Visible to Intel only — GUID: vxm1506274816044
Ixiasoft
Visible to Intel only — GUID: vxm1506274816044
Ixiasoft
1.3.4. UMsg
UMsg provides the same functionality as a spin loop from the AFU, without burning the CCI-P read bandwidth. Think of it as a spin loop optimization, where a monitoring agent inside the FPGA cache controller is monitoring snoops to cache lines allocated by the driver. When it sees a snoop to the cache line, it reads the data back and sends an UMsg to the AFU.
UMsg flow makes use of the cache coherency protocol to implement a high speed unordered messaging path from CPU to AFU. This process consists of two stages as shown in Figure 8.
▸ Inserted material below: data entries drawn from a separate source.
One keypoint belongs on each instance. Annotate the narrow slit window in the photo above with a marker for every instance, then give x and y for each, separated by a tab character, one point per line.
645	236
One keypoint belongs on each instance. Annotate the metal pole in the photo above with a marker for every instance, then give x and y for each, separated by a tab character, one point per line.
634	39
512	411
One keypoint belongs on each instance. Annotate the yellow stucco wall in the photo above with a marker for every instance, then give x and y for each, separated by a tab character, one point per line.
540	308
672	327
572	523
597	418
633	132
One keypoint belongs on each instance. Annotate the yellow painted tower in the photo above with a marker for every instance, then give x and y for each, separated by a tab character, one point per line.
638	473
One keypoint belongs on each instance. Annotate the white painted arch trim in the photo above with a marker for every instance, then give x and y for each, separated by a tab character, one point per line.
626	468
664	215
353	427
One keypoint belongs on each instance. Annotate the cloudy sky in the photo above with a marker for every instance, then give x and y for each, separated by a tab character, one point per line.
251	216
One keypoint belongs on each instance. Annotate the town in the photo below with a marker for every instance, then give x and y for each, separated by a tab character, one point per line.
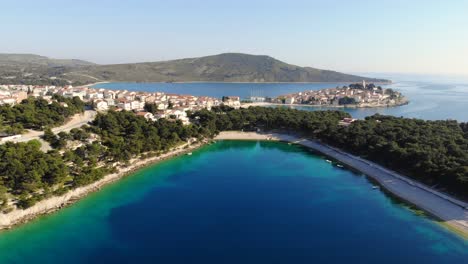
170	106
354	95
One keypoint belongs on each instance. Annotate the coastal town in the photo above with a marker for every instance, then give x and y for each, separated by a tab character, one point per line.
173	106
354	95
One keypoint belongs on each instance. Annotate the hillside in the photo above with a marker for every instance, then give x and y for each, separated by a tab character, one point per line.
228	67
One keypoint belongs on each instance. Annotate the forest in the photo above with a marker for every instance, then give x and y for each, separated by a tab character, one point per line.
28	175
36	113
433	152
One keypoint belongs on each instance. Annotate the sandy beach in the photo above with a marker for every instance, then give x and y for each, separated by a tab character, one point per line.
452	212
19	216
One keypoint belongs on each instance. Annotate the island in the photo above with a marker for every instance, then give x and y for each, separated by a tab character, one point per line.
226	67
359	95
432	156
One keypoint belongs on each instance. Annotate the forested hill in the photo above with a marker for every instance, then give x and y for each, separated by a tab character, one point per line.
228	67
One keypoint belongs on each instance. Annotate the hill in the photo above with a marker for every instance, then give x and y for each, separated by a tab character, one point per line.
35	69
228	67
18	59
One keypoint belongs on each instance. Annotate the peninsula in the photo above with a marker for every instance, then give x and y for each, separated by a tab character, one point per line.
226	67
354	95
34	182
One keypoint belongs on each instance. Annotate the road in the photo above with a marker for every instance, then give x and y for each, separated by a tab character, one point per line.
76	121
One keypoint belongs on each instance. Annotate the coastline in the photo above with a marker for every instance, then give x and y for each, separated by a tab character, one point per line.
341	82
52	204
247	105
452	212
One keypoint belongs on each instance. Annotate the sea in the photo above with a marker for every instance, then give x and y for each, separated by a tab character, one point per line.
249	202
430	97
237	202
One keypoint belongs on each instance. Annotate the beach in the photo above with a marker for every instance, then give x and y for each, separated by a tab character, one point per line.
19	216
450	211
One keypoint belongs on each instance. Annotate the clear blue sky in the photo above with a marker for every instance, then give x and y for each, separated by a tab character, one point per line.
353	36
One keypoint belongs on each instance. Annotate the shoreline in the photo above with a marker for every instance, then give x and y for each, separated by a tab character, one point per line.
221	82
264	104
452	212
55	203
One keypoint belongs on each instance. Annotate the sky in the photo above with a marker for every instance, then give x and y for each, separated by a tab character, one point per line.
355	36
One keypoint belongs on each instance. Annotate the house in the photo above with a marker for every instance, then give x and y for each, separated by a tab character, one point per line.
124	105
100	105
232	101
289	100
147	115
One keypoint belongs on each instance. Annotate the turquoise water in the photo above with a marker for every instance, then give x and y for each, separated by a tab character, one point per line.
236	202
431	99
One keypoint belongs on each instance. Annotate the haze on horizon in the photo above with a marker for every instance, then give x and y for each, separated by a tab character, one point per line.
428	37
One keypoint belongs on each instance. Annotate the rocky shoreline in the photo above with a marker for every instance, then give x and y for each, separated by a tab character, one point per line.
53	204
451	212
404	101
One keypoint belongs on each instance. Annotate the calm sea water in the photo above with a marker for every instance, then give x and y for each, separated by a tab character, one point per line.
432	99
236	202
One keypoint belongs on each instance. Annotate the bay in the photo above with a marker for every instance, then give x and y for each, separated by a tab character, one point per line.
429	99
236	202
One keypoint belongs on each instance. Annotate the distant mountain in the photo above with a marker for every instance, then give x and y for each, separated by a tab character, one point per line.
32	59
38	70
228	67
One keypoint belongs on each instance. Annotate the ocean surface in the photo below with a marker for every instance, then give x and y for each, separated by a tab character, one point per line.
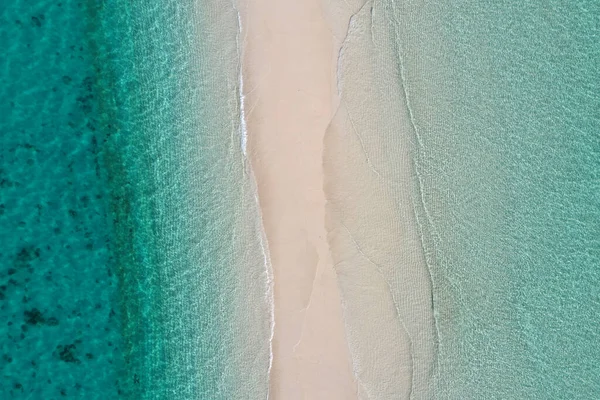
504	99
130	262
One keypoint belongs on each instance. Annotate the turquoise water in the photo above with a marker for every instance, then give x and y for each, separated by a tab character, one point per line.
122	203
505	101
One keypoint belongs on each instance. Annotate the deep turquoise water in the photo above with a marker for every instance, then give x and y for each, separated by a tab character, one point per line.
505	98
120	205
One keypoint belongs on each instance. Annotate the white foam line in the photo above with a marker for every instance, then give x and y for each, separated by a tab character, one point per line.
242	96
264	244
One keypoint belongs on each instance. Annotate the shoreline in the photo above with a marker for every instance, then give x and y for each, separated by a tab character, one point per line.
289	73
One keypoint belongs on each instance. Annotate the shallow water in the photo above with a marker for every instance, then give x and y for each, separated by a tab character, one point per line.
131	259
505	103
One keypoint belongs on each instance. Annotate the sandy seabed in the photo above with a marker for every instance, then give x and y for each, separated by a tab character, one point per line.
331	221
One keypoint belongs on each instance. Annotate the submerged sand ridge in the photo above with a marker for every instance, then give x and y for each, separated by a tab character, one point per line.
322	269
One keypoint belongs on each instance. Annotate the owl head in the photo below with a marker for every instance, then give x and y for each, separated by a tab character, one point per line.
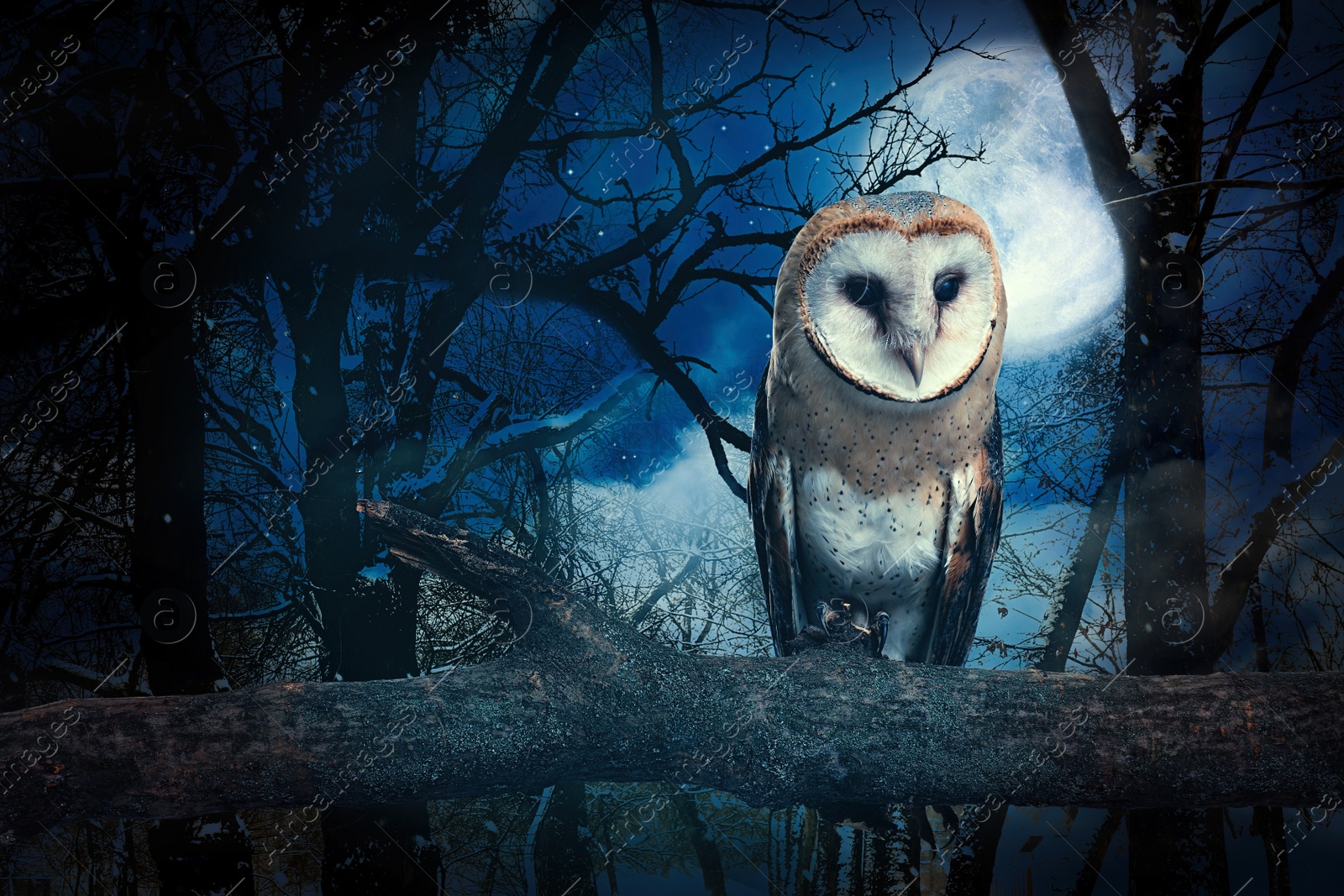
898	295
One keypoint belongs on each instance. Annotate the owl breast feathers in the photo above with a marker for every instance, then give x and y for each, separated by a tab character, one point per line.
877	465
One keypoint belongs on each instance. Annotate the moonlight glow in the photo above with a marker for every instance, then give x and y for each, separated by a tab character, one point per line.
1059	254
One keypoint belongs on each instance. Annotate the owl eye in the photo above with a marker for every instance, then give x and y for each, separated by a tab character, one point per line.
864	291
947	289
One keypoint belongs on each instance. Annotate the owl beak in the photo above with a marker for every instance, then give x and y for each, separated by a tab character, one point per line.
914	360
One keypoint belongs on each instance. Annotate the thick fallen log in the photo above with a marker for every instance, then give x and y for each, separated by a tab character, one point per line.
585	698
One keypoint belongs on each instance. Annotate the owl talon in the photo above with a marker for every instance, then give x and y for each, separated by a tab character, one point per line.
884	625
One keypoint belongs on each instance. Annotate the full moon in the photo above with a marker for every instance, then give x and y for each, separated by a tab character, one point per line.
1058	248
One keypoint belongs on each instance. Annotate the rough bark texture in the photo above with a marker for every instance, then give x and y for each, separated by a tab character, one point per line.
585	698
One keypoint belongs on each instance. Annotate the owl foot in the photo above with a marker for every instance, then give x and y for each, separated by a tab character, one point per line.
882	624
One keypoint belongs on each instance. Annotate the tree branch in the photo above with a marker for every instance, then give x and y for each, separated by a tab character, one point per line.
582	696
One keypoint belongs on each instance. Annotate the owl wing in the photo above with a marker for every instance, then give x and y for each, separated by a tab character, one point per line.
773	517
972	540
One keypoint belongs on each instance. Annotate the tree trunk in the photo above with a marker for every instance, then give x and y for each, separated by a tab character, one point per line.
585	698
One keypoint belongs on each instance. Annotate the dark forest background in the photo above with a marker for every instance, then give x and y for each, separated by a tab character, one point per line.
512	266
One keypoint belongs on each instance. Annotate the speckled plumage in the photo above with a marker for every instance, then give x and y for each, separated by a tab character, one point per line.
867	490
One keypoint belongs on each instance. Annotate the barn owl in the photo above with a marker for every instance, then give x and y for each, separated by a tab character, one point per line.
877	465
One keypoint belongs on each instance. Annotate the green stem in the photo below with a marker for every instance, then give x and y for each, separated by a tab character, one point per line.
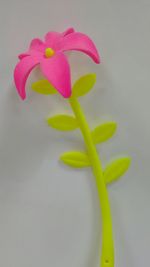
107	256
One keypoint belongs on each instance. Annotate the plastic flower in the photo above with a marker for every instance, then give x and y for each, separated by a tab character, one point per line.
49	54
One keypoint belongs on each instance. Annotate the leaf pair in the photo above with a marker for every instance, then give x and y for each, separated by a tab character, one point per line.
80	88
68	122
113	171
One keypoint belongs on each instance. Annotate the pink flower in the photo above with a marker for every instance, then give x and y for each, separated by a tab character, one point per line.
52	60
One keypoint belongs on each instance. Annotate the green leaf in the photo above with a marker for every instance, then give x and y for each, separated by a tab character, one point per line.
75	159
104	131
43	87
63	122
116	168
84	85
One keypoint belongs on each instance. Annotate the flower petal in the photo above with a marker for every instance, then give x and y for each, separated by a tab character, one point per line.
21	73
52	38
68	31
56	69
37	44
21	56
80	42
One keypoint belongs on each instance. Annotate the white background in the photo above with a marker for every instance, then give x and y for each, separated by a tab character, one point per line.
49	213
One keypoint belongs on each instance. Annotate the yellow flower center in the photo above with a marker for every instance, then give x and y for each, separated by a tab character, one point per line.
49	52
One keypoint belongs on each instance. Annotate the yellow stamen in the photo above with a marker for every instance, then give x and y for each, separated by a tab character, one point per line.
49	52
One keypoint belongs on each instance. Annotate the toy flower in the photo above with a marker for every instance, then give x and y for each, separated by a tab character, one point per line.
49	54
55	67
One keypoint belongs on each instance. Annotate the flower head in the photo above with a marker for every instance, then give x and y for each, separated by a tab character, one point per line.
49	54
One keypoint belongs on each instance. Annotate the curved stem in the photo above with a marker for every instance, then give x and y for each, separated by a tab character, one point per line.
107	256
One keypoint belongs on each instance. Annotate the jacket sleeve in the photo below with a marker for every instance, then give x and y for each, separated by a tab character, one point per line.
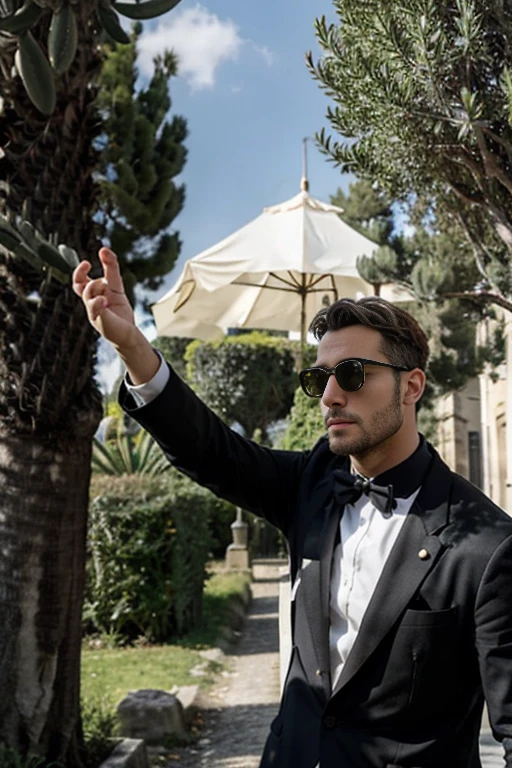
198	443
493	621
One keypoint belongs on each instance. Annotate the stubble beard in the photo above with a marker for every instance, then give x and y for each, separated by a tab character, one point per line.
383	424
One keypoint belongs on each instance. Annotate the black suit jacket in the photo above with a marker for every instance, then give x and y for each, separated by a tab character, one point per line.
436	637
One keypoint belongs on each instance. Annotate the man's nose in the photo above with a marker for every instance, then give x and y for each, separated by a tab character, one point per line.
334	394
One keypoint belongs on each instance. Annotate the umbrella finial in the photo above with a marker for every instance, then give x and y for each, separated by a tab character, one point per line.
304	182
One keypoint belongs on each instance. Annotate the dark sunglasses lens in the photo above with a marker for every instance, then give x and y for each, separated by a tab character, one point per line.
314	382
350	375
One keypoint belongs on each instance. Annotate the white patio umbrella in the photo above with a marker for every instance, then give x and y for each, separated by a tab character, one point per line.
276	273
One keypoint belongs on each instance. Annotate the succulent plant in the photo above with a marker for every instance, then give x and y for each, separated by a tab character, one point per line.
37	67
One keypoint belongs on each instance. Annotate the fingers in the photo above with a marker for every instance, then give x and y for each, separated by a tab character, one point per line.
81	277
96	306
111	270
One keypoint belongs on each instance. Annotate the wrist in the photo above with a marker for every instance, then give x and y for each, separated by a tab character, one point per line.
141	360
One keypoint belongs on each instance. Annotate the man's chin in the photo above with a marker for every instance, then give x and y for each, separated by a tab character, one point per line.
339	445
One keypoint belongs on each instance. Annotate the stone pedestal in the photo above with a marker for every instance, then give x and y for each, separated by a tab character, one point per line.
237	554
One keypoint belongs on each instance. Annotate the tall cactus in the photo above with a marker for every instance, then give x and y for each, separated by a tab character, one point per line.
50	60
37	67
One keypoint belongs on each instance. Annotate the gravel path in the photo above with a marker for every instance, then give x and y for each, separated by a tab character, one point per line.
245	698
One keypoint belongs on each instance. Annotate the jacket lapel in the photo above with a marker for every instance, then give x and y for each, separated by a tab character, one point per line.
312	598
405	568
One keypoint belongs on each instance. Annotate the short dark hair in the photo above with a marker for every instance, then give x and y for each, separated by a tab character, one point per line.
404	341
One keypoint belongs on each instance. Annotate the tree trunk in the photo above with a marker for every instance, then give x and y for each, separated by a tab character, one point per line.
43	519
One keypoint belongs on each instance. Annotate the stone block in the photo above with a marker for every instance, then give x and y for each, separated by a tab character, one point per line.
237	558
151	715
129	753
189	697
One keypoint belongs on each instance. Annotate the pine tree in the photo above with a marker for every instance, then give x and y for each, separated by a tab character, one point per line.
143	155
The first stage is initialization, this is where SW pins the UMsg Address Space (UMAS) and shares the UMAS start address with the FPGA cache controller. Once this is done, the FPGA cache controller reads each cache line in the UMAS and puts it as shared state in the FPGA cache.
Functionally, UMsg is equivalent to a spin loop or a monitor and mwait instruction on an Intel Xeon processor.
- Just as spin loops to different addresses in a multi-threaded application have no relative ordering guarantee, UMsgs to different addresses have no ordering guarantee between them.
- Every CPU write to a UMAS CL, may not result in a corresponding UMsg. The AFU may miss an intermediate change in the value of a CL, but it is guaranteed to see the newest data in the CL. Again it helps to think of this like a spin loop: if the producer thread updates the flag CL multiple times, it is possible that polling thread misses an intermediate change in value, but it is guaranteed to see the newest value.
- The UMsg uses the FPGA cache, as a result it can cause cache pollution, a situation in which a program unnecessarily loads data into the cache and causes other needed data to be evicted, thus degrading performance.
- Because the CPU may exhibit false snooping, UMsgH should be treated as a hint. That is, you can start a speculative execution or pre-fetch based on UMsgH, but you should wait for UMsg before committing the results.
- The UMsg provides the same latency as an AFU read polling using RdLine_S, but it saves CCI-P channel bandwidth which can be used for read traffic.